As the information age eclipsed and replaced the industrial age, it didn't mean that we stopped manufacturing things. Instead we started manufacturing our identities, or as Elizabeth so aptly describes, "a self-crafted identity." The real crisis is in knowing who we truly are, knowing our authentic self, and living an authentic life as a result.
Here are my three suggestions for being authentic in inauthentic times.
1. Stop being so self-conscious. Authentic people do not go around projecting their self-important personality on everyone they encounter.
The healthiest clients that I've ever had are totally unaware of why they are healthy. Their organization is growing in all the ways that that their industry is not. After spending a lot of time with them, I concluded that they lack a contrived self-importance masked as a corporate brand. You cannot imagine how refreshing it is to work with people who feel no need to tell you how important their organization is. They just love it.
Self-conscious self-importance accounts for most of the trauma that leaders face. Every decision has to be calculated to factor in the "personalization" factor. By this, I mean, someone is interpreting every decision you make and action you take as a personal attack. It is all a part of this culture of self-promotion that is fed by social media and the media in general.
If you want to be an authentic person, stop telling us that you are. Either you are or not, and telling us only confirms that fact that you aren't. Authentic people don't have to tell you they are.
2. Virtual identities are not real identities, and virtual relationships are mimics of real relationships.
I've had a number of discussions about social media with people who want to convinced me that their online relationships are better and more real than what they encounter with people where they live. The virtual and local are not different versions of the same thing. They are totally different social contexts. In the virtual world, lived through social media, the measure of a person is in how they use words. The better you are at expressing yourself, the more likely the virtual world is a place of comfort and affirmation.
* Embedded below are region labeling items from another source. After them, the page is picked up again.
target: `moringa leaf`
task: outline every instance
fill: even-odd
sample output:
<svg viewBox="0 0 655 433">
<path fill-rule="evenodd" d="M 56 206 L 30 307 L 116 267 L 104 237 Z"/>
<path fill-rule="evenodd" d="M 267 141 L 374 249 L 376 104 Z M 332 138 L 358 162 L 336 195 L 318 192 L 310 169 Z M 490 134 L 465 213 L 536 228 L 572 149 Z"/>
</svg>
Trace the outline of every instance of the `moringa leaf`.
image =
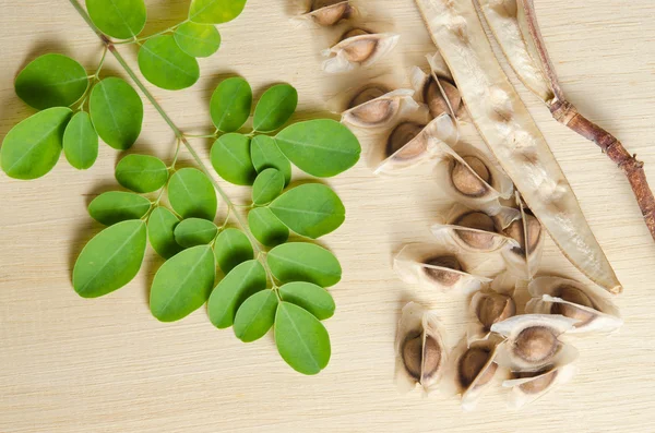
<svg viewBox="0 0 655 433">
<path fill-rule="evenodd" d="M 79 170 L 86 170 L 98 157 L 98 134 L 87 112 L 76 112 L 66 127 L 63 154 L 69 164 Z"/>
<path fill-rule="evenodd" d="M 134 192 L 153 192 L 166 184 L 168 168 L 154 156 L 128 155 L 116 166 L 116 180 Z"/>
<path fill-rule="evenodd" d="M 227 228 L 218 234 L 214 243 L 214 254 L 216 254 L 218 267 L 225 274 L 240 263 L 254 257 L 248 237 L 235 228 Z"/>
<path fill-rule="evenodd" d="M 252 203 L 265 205 L 271 203 L 284 190 L 284 175 L 275 168 L 267 168 L 252 184 Z"/>
<path fill-rule="evenodd" d="M 151 312 L 162 322 L 186 317 L 210 297 L 216 265 L 209 245 L 184 250 L 162 265 L 151 287 Z"/>
<path fill-rule="evenodd" d="M 195 168 L 182 168 L 170 177 L 168 202 L 182 218 L 213 221 L 216 217 L 216 191 L 205 173 Z"/>
<path fill-rule="evenodd" d="M 110 76 L 91 91 L 88 112 L 98 135 L 118 151 L 126 151 L 141 133 L 143 103 L 124 80 Z"/>
<path fill-rule="evenodd" d="M 61 154 L 72 113 L 66 107 L 48 108 L 13 127 L 0 147 L 0 167 L 7 176 L 26 180 L 50 171 Z"/>
<path fill-rule="evenodd" d="M 275 246 L 266 256 L 273 276 L 282 282 L 307 281 L 330 287 L 341 279 L 342 268 L 330 251 L 307 242 Z"/>
<path fill-rule="evenodd" d="M 291 181 L 291 163 L 287 159 L 269 135 L 255 135 L 250 141 L 250 158 L 257 172 L 266 168 L 276 168 L 284 175 L 284 185 Z"/>
<path fill-rule="evenodd" d="M 248 298 L 235 316 L 235 335 L 243 342 L 262 338 L 275 322 L 277 296 L 273 290 L 262 290 Z"/>
<path fill-rule="evenodd" d="M 178 47 L 192 57 L 210 57 L 221 46 L 221 34 L 210 24 L 187 22 L 172 36 Z"/>
<path fill-rule="evenodd" d="M 189 20 L 202 24 L 227 23 L 239 16 L 246 0 L 192 0 Z"/>
<path fill-rule="evenodd" d="M 49 53 L 31 61 L 16 76 L 14 87 L 16 95 L 37 110 L 68 107 L 84 95 L 86 75 L 70 57 Z"/>
<path fill-rule="evenodd" d="M 151 207 L 150 200 L 133 192 L 108 191 L 95 197 L 88 204 L 88 215 L 105 226 L 139 219 Z"/>
<path fill-rule="evenodd" d="M 260 132 L 271 132 L 281 128 L 291 117 L 298 106 L 298 92 L 289 84 L 270 87 L 254 108 L 252 128 Z"/>
<path fill-rule="evenodd" d="M 167 91 L 190 87 L 200 77 L 198 60 L 182 51 L 171 35 L 147 39 L 141 46 L 139 69 L 145 80 Z"/>
<path fill-rule="evenodd" d="M 120 289 L 134 278 L 145 254 L 145 222 L 118 222 L 97 233 L 78 256 L 73 288 L 83 298 Z"/>
<path fill-rule="evenodd" d="M 359 160 L 361 146 L 344 124 L 315 119 L 288 125 L 275 136 L 277 146 L 300 170 L 319 178 L 336 176 Z"/>
<path fill-rule="evenodd" d="M 251 294 L 266 288 L 266 272 L 260 262 L 250 260 L 231 269 L 212 291 L 210 321 L 217 328 L 231 326 L 237 310 Z"/>
<path fill-rule="evenodd" d="M 266 246 L 275 246 L 289 239 L 289 229 L 267 207 L 255 207 L 248 213 L 252 236 Z"/>
<path fill-rule="evenodd" d="M 279 296 L 283 301 L 295 303 L 309 311 L 319 321 L 334 315 L 334 299 L 321 286 L 305 281 L 287 282 L 279 288 Z"/>
<path fill-rule="evenodd" d="M 210 116 L 218 131 L 234 132 L 250 117 L 252 89 L 240 76 L 221 82 L 210 100 Z"/>
<path fill-rule="evenodd" d="M 275 345 L 282 359 L 302 374 L 318 374 L 330 362 L 330 336 L 323 324 L 289 302 L 277 305 Z"/>
<path fill-rule="evenodd" d="M 214 170 L 237 185 L 251 185 L 257 171 L 250 160 L 250 139 L 236 132 L 222 135 L 212 145 L 210 155 Z"/>
<path fill-rule="evenodd" d="M 147 239 L 164 258 L 170 258 L 182 248 L 175 241 L 174 231 L 180 220 L 166 207 L 155 207 L 147 218 Z"/>
<path fill-rule="evenodd" d="M 296 233 L 317 239 L 336 230 L 346 218 L 340 197 L 321 183 L 305 183 L 286 191 L 269 205 Z"/>
<path fill-rule="evenodd" d="M 218 227 L 202 218 L 183 219 L 174 231 L 177 243 L 184 248 L 205 245 L 216 237 Z"/>
</svg>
The real world of local communities measures people by what they do, by their actions. If my neighbor's dog barks all night, and he doesn't do anything about it, then I have a problem with my neighbor. If I don't complete a job on time, it reflects poorly on my ability to do what I commit to doing. The real world is a place of action.
When we bring the world of action into the virtual, as when we use social media to accomplish tasks more easily, then the real and virtual co-mingle in a highly beneficial way. I'm heavily involved in social media, so I don't see the platform as the issue. It is a tool that facilitates human intention. If my intention is to live a narcissistic life of self-promotion, then social media is the right place to do it.
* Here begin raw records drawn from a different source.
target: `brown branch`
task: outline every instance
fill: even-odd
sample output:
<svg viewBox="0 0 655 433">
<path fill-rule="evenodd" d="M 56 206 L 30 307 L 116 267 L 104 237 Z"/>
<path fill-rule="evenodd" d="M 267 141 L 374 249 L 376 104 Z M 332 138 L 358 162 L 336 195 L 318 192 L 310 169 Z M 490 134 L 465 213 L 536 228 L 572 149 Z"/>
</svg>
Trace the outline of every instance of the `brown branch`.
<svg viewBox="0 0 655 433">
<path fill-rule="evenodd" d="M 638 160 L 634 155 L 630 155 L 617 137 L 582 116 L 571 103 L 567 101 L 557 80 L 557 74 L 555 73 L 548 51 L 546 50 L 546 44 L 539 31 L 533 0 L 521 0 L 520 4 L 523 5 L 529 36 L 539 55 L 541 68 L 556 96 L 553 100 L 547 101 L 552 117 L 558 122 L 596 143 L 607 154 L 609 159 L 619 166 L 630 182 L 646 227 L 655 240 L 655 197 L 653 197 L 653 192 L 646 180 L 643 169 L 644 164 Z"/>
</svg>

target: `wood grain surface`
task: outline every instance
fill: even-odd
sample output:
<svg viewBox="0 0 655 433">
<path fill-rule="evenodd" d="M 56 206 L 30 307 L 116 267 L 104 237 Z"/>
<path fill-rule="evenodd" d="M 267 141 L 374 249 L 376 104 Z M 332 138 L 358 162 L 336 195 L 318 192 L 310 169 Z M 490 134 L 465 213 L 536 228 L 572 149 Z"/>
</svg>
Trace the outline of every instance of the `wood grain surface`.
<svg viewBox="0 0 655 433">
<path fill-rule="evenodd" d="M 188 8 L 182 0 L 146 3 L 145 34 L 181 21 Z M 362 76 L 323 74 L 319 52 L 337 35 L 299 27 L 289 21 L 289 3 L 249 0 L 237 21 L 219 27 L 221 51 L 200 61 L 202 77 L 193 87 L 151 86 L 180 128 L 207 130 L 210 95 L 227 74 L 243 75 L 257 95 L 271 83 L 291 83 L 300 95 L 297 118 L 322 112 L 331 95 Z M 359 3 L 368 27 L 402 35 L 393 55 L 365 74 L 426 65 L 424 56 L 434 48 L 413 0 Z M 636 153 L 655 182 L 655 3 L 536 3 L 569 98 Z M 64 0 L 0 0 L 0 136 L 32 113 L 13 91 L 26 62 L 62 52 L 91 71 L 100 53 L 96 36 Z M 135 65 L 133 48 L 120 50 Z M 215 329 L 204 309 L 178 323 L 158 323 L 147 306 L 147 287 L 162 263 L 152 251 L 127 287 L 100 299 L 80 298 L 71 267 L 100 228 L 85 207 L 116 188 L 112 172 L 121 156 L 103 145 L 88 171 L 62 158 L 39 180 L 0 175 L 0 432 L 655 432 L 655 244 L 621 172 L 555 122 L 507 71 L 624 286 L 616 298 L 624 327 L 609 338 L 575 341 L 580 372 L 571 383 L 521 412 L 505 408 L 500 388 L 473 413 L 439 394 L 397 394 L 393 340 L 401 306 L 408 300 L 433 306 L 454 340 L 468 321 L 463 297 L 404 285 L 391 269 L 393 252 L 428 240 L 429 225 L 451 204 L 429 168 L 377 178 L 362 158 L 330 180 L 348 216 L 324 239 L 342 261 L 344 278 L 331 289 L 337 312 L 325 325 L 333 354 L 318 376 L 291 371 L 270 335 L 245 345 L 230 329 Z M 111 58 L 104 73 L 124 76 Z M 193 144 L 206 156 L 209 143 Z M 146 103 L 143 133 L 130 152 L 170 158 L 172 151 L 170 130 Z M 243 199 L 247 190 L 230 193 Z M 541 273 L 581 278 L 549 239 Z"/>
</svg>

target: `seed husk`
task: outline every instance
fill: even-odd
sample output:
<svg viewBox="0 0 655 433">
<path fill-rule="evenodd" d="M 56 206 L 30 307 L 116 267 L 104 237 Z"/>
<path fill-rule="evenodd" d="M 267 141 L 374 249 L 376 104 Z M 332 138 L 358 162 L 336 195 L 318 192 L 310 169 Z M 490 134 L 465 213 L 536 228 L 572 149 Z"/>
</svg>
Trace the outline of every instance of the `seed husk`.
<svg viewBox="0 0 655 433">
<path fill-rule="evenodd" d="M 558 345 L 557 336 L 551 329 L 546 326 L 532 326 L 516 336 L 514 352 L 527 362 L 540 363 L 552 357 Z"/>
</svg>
This notion goes to the heart of Elizabeth's introduction.
The problem is, though, if you’ve been living in the United States in the past sixty years ... you’ve been living in a largely inauthentic reality. We live on inauthentic mortgages and credit lines based on inauthentic incomes. We eat mass produced foods that are mere shadows of their original, artisinal selves ...
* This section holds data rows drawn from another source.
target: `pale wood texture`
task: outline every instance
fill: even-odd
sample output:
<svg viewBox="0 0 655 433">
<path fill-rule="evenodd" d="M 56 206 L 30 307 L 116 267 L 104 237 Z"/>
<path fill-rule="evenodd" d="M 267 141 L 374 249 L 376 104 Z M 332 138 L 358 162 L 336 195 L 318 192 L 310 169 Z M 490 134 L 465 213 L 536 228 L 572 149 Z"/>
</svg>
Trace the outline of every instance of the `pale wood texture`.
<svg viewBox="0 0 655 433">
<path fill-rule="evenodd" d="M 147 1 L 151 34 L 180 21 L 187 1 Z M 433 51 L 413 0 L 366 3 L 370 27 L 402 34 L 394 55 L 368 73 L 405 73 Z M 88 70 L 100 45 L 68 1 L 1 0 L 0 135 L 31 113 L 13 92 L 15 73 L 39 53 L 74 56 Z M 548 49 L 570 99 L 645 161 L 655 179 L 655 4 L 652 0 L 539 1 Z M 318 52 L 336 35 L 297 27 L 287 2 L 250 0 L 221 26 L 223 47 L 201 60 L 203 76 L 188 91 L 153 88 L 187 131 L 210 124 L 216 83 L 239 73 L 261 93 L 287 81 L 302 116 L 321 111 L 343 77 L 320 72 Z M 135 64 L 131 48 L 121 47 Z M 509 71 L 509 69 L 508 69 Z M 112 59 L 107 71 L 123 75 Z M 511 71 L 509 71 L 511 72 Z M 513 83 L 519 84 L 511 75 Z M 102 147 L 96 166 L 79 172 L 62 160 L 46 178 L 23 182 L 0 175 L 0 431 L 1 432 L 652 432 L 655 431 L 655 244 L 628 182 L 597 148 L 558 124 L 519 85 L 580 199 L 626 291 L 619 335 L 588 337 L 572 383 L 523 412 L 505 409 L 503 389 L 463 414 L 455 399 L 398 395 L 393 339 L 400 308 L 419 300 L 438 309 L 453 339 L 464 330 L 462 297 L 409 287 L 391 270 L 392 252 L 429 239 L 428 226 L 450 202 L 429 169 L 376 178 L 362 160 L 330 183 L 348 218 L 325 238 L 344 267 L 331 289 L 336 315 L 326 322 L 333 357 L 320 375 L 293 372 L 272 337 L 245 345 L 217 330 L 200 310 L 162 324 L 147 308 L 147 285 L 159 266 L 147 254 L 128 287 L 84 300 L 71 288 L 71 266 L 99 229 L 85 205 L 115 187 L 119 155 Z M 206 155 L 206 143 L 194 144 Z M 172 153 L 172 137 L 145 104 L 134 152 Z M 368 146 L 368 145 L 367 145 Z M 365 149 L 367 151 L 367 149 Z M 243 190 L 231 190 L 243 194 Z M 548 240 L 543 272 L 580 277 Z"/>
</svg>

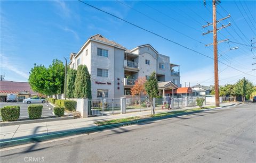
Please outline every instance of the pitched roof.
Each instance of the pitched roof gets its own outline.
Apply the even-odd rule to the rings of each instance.
[[[0,92],[1,93],[11,93],[12,92],[17,92],[19,91],[28,91],[31,94],[37,94],[31,89],[28,82],[0,81]]]
[[[103,36],[100,35],[100,34],[97,34],[97,35],[93,35],[92,37],[91,37],[90,38],[95,39],[95,40],[99,40],[99,41],[103,41],[103,42],[106,42],[106,43],[110,44],[112,44],[112,45],[114,45],[114,46],[115,46],[117,47],[119,47],[119,48],[123,48],[123,49],[126,49],[126,48],[125,47],[119,44],[116,43],[115,41],[108,40],[106,38],[103,37]]]
[[[200,88],[202,88],[205,90],[212,90],[212,88],[211,87],[202,85],[200,85],[199,84],[197,84],[196,85],[194,85],[191,88],[195,88],[195,87],[200,87]]]

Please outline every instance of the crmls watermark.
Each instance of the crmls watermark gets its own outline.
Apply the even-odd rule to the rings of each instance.
[[[44,157],[26,157],[24,158],[25,162],[44,162]]]

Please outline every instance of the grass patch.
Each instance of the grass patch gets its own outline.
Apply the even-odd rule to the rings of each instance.
[[[197,108],[191,109],[187,109],[185,110],[177,110],[177,111],[172,111],[170,112],[159,113],[156,114],[155,115],[153,115],[153,116],[146,115],[143,116],[135,116],[135,117],[129,117],[129,118],[125,118],[107,120],[107,121],[104,121],[101,122],[96,122],[94,123],[97,124],[98,126],[103,126],[103,125],[114,124],[117,123],[128,122],[139,120],[139,119],[143,119],[148,118],[149,117],[162,117],[162,116],[167,116],[170,115],[175,115],[175,114],[187,113],[187,112],[198,111],[198,110],[201,110],[203,109],[210,109],[214,107],[215,107],[213,106],[206,106],[206,107],[202,107],[202,109],[200,109],[199,108]]]
[[[101,122],[95,122],[95,124],[98,126],[103,126],[103,125],[107,125],[114,124],[116,123],[131,122],[131,121],[133,121],[135,120],[141,119],[141,118],[142,118],[140,116],[136,116],[136,117],[129,117],[129,118],[125,118],[108,120],[108,121],[104,121]]]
Our families are more broken than ever and those families live in homes that hope to replicate the great Georgian plantations and the Cape Cod lifestyles of 150 years ago ... We “stage” our homes. We lock our doors.
We botox, dye, and tuck every square inch of ourselves. We binge and purge. We mull over our personal brands. If we stray from the “brand message”, we perceive that we compromise our income-building opportunities. We filter.
And yet we grandstand about authenticity. So? So the problem with authenticity is that it asks that we actually be exactly what we claim to be.
Relationships are hard because we are not personal brands. We are complex beings whose emotional, intellectual, spiritual and physical selves are in a constant dynamic of change. We are social beings who find health, not in self-projection, but in self-giving, in actions of creating and sacrifice.
If you want to be seen as authentic, then be a giver, not a taker. And when you do, you'll find that the virtual becomes more important because it enhances what you can do in the local world where you live and work.
3. Don't tell me, show me your authenticity.
Look at your ad copy. If you are having to use superlative words to enhance what you say you do, then you aren't being authentic. When we have to modify common, simple speech with lots of adjectives and adverbs to communicate who we are, then we are not clear about what it means to be authentic.
If you want to be perceived as an authentic person, then act as one. Don't tell me that you are an authentic leader. I'll know it by the impact of your actions. I'll know it by what people who in no way benefit from saying so, tell me that you are an authentic person. I'll know it because you'll stand out in the virtual world as a voice of reason and wisdom.
If you live this kind of authentic life, then there are three things that are quite possible.
1. Your life will be hard because we live in inauthentic times.
2. You'll find peace because you'll find yourself through the struggle to be the person who is authentic in every sense.
3. You'll find relationships forming with other people who seek to be authentic in all they do. They exist. From those relationships, authentic community is born.
Authenticity is a choice, a calling and the path that awaits each of us.